Learning Center/Tooling Landscape

Firetiger vs LaunchDarkly

LaunchDarkly is the leading feature flag platform — gates, rollouts, targeting, and the workflow around shipping code dark and turning it on selectively. Firetiger is deploy verification: it watches each PR after deploy and produces a verdict on whether the change behaved as expected. Flags limit how badly a change can hurt; verification tells you whether it is hurting. The two are complementary; most teams running flags should also run verification on the flagged rollouts.

LaunchDarkly and Firetiger sometimes get compared because both are involved in making risky changes less risky. The mechanisms are different. LaunchDarkly reduces blast radius — when a change is gated behind a flag, only the cohort exposed to the new code can be affected. Firetiger detects whether the change is healthy regardless of how many users it is reaching. Reducing damage and detecting damage are different problems with different solutions.

This article walks through what LaunchDarkly is great at, where the gap remains, how Firetiger differs, and why most teams running flags should also run verification.

What LaunchDarkly is great at

LaunchDarkly is the most mature platform in the feature management space and the default choice for teams operating at meaningful scale.

Flag primitives. Boolean, multi-variant, percentage, targeting-rule, and prerequisite flags. The model is flexible enough to express most of the rollout patterns real teams use, and the SDK-level evaluation is fast enough that hot paths can call into it freely.

Targeted rollouts. Roll out to a percentage, to a list of users, to users matching certain attributes, to specific geographic regions. The targeting expressiveness is what makes flags useful for canary releases, customer-by-customer rollouts, and selective enablement during pilot phases.

Workflow around flags. Approval workflows, change request integration, scheduled rollouts, automatic kill switches, environment promotion. The product treats flags as first-class artifacts rather than as raw configuration, which matters at scale.
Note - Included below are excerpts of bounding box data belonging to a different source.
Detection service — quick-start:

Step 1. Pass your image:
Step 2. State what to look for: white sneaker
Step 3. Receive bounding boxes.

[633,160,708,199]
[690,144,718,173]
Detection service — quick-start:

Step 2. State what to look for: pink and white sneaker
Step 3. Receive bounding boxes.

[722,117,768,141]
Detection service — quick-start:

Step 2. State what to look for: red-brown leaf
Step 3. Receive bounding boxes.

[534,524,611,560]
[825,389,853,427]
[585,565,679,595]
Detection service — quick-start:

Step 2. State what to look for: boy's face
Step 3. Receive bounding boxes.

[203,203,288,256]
Audit and compliance. A complete log of who flipped which flag when, with reasons. For teams in regulated environments, this is non-negotiable; LaunchDarkly handles it well.
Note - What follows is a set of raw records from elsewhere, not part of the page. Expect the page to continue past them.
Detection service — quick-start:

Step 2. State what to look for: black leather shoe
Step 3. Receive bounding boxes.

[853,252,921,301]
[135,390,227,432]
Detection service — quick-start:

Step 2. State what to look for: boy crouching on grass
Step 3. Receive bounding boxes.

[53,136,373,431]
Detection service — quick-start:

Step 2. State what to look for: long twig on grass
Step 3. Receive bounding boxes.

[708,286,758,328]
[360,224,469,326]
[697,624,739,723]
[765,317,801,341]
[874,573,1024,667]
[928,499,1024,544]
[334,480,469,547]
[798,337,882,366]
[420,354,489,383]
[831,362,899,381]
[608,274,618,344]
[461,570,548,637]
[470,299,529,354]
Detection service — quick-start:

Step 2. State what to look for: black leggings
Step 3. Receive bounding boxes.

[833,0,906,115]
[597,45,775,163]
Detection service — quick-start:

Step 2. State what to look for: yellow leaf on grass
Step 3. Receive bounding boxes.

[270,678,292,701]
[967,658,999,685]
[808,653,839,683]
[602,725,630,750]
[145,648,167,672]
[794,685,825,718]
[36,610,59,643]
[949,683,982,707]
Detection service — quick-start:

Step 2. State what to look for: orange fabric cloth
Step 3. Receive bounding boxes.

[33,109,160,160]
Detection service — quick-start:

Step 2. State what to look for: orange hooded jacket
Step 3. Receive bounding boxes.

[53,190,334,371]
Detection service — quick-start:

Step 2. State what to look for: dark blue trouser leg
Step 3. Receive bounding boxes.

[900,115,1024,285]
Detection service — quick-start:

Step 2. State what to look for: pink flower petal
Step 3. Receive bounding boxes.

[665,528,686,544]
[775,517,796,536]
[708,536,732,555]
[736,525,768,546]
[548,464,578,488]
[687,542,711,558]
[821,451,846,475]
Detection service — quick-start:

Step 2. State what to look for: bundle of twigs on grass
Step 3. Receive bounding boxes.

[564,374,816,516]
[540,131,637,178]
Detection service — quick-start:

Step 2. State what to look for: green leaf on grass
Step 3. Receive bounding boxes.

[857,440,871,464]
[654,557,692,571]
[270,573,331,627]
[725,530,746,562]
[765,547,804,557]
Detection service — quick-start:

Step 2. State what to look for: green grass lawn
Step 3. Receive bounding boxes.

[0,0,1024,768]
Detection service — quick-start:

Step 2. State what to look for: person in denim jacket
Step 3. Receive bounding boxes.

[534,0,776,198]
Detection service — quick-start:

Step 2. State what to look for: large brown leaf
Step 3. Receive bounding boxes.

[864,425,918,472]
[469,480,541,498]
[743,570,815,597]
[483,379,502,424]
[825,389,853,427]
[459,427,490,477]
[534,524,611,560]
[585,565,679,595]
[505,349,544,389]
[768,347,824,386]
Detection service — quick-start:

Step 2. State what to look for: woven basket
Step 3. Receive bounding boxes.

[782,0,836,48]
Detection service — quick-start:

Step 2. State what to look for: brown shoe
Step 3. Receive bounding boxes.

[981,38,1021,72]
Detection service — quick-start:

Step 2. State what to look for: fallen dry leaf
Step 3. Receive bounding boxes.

SDK coverage and reliability. Server, client, edge SDKs for essentially every relevant language and runtime, with reasonable performance and degradation behavior when the central service is unreachable.

Experimentation integration. For teams that combine feature flags with A/B testing, LaunchDarkly's experiment layer provides the statistical machinery without requiring a separate platform.

For teams shipping with flags as a default practice — which is most modern engineering organizations of any size — LaunchDarkly is foundational, and the case for keeping it rarely needs to be re-made.

Where the gap remains

Flags reduce the impact of a bad change. They do not, on their own, tell you that the change is bad.

The gap takes several specific shapes:

A flagged rollout still needs verification. When a change is rolled out to 5% of traffic behind a flag, the team has reduced the worst-case blast radius to 5% of users. They have not reduced the probability of a regression. Someone, or something, still needs to detect whether the 5% cohort is being harmed and decide whether to expand the rollout, hold it, or revert. LaunchDarkly does not detect this on its own; it just makes the cohort smaller. Detection is upstream of the rollout decision.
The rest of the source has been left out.